2) Promote good governance in the relations with third
countries: the Commission proposes
to improve the particular tools that the European Community and EU Member
States may have at their disposal to promote good governance internationally.
A few of the concrete measures are as follows:
- improve the negotiating
of provisions on good governance in the tax area with third countries
within general agreements;
- in
this context, invite the Council to give the appropriate political
priority to the mandate given to the Commission to include good
governance principles in relevant EU agreements with third countries;
- conclude
specific agreements in the tax area containing, if appropriate, provisions
on transparency and exchange of information for tax purposes at EU
level;
- promote
more cooperation with third countries in the framework of the Savings
Tax Directive;
- as regards the Code of
Conduct for Business Taxation, a coherent policy of coordinated
action toward third countries engaging in harmful business tax practices
should be put in place, such as by adopting a common approach to the
application of anti-abuse measures;
- improve efforts at EU
level to promote good governance in the tax area in third countries
eligible for development aid should be enhanced by the following
actions: (i) monitoring, under the Mid-Term Reviews (MTR) of aid
programmes, the state of play of good governance, so as to be able to
take appropriate measures when relevant; (ii) reallocation of funds towards
countries that are implementing satisfactorily their commitments; and,
conversely, considering a cancellation of funds earmarked for those
countries that did not implement their commitments; (iii) provision of
the necessary technical assistance to help countries to meet their commitments
on good governance in the tax area;
- consider the feasibility
of introducing an additional criterion in the eligibility evaluation for
the allocation of funds under the current external instruments of
the Community that would be linked to the application by third countries
of the principles of good governance in the tax area;
- discuss
with Member States possible counter-measures towards non cooperative
jurisdictions in the tax area (the OECD Secretariat has suggested a list
of measures.
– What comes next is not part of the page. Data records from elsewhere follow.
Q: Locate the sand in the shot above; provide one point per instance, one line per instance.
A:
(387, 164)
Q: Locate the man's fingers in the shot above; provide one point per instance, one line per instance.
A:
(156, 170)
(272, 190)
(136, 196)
These will need to be examined together with the Member States);
- examine the extent of coherence between the principles of
good governance in the tax area and Member States' own tax policies,
including bilateral tax treaties with third countries;
- improve coordination of EU Member States' positions in
discussions at the OECD, G20 and UN on international good governance in
the tax area is necessary to ensure greater leverage in dealings with
non-cooperative countries.
The Commission intends to pursue constructive dialogue with all
stakeholders concerned in connection with the principles and practical
implementation of the measures identified in this Communication, and it will
review and report on the situation in 2010.
The Commission
believes that the momentum that has been generated by the G20 Leaders in pushing
forward international tax cooperation needs to be maintained and declares
that it is ready to assist the Member States in taking forward the
appropriate instructions in the context of the policy on good governance in
the tax area. It invites the Council to adopt these policy orientations and
take action to ensure their swift implementation.